Il problema è dunque l’occupazione israeliana? O non, piuttosto, il programma dei movimenti armati palestinesi? È per fronteggiare la minaccia di questi ultimi, autori di migliaia di attentati contro civili inermi, che gli israeliani hanno adottato misure di sicurezza straordinarie, fra cui la costruzione della barriera difensiva (o “muro”). Ma di sicurezza si tratta, non di segregazione. Non c’è alcun apartheid nei confronti degli arabi che vivono in Israele. Non c’è alcuna discriminazione nei confronti degli arabi palestinesi (quelli che vivono nei territori), i quali possono avvalersi di servizi pagati dal contribuente israeliano. C’è semmai un difficile tentativo di spartirsi competenze fra i territori controllati dall’Autorità Palestinese, quelli controllati dal governo di Gerusalemme e quelli ad amministrazione mista. Ma non c’è alcuna segregazione etnica o religiosa. Anche in caso di permanenza di uno status quo senza confini concordati, non vi sarebbe discriminazione razziale: sono troppo ininfluenti i partiti israeliani che la vorrebbero e troppo forti le opposizioni. Se, al contrario, si dovesse arrivare all’unificazione di tutto il Paese sotto un’autorità palestinese, gli ebrei non vi troverebbero più posto. Prova ne è che gli insediamenti ebraici in terra palestinese (quelli che Kerry considera il peggior ostacolo alla pace) continuano ad essere sotto attacco, isole ebraiche circondate da un mare di ostilità. È in uno di questi insediamenti, a Hebron, che una famiglia intera israeliana è stata attaccata a raffiche di mitra, lo scorso 14 aprile (il padre, un poliziotto, è morto, moglie e figli feriti gravemente), l’episodio che ha aperto l’ultima crisi prima del fallimento dei negoziati.
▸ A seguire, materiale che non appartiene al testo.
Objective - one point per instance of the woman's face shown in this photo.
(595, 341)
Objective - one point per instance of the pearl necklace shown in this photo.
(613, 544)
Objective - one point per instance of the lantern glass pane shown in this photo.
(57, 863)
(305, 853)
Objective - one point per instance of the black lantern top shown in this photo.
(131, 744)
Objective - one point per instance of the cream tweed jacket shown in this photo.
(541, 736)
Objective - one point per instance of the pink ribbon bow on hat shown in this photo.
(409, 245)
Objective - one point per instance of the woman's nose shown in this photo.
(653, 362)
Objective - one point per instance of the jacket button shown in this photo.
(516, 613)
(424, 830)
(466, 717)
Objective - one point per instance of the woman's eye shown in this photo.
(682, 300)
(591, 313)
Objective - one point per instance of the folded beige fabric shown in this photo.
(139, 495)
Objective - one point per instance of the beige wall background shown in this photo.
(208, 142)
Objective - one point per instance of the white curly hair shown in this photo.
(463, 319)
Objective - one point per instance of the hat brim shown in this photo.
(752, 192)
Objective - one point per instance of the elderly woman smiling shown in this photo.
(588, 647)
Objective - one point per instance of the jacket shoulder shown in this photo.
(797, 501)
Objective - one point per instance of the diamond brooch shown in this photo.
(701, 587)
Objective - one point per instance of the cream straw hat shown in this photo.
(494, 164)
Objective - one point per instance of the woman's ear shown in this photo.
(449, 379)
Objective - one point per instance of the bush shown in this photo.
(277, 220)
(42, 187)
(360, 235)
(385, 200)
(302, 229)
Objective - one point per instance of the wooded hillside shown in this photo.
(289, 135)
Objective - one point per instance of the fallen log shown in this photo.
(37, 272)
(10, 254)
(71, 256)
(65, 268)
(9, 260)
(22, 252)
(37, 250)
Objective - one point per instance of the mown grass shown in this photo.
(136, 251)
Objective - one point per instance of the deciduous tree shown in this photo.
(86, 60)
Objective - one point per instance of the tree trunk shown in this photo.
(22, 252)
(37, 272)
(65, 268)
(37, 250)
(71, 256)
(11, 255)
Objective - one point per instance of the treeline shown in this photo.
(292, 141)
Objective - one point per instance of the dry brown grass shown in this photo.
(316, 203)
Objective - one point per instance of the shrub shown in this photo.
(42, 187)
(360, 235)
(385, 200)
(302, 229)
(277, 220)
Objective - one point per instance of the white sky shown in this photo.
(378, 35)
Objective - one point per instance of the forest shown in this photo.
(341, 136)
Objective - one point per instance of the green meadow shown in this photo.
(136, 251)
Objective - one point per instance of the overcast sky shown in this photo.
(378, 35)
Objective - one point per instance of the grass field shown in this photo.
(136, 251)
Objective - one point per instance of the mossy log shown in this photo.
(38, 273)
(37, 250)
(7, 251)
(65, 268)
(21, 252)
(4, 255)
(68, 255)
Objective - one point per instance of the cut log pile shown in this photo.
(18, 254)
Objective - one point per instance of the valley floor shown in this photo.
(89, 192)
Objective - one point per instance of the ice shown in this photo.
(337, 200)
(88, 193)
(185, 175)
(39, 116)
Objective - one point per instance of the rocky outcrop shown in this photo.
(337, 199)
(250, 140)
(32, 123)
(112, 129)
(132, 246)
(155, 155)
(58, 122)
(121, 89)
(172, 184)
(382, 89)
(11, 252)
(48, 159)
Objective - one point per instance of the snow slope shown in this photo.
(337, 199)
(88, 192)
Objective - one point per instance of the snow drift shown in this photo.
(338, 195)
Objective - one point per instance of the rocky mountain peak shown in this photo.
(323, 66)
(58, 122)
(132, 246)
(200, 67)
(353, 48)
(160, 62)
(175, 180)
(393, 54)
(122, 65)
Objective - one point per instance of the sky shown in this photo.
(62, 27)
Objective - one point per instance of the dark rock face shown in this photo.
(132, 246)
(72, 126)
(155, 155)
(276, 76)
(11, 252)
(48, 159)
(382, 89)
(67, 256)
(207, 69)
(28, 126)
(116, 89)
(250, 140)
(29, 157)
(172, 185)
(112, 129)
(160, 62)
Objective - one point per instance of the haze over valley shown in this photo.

Al contrario, gli arabi che vivono in terra israeliana, in mezzo agli ebrei, non sono vittime di attentati.

Dalla settimana scorsa, Hamas e Fatah sono ufficialmente alleati. Entrambi, come abbiamo visto, hanno l’obiettivo finale di liquidare Israele. Il che significa, fuor di metafora: cacciare gli ebrei dal Medio Oriente. Invece di mostrare una decisa solidarietà nei confronti di un alleato minacciato, Kerry ha pensato bene di accusarlo di razzismo. E gli israeliani dovrebbero accettarlo ancora come arbitro dei negoziati?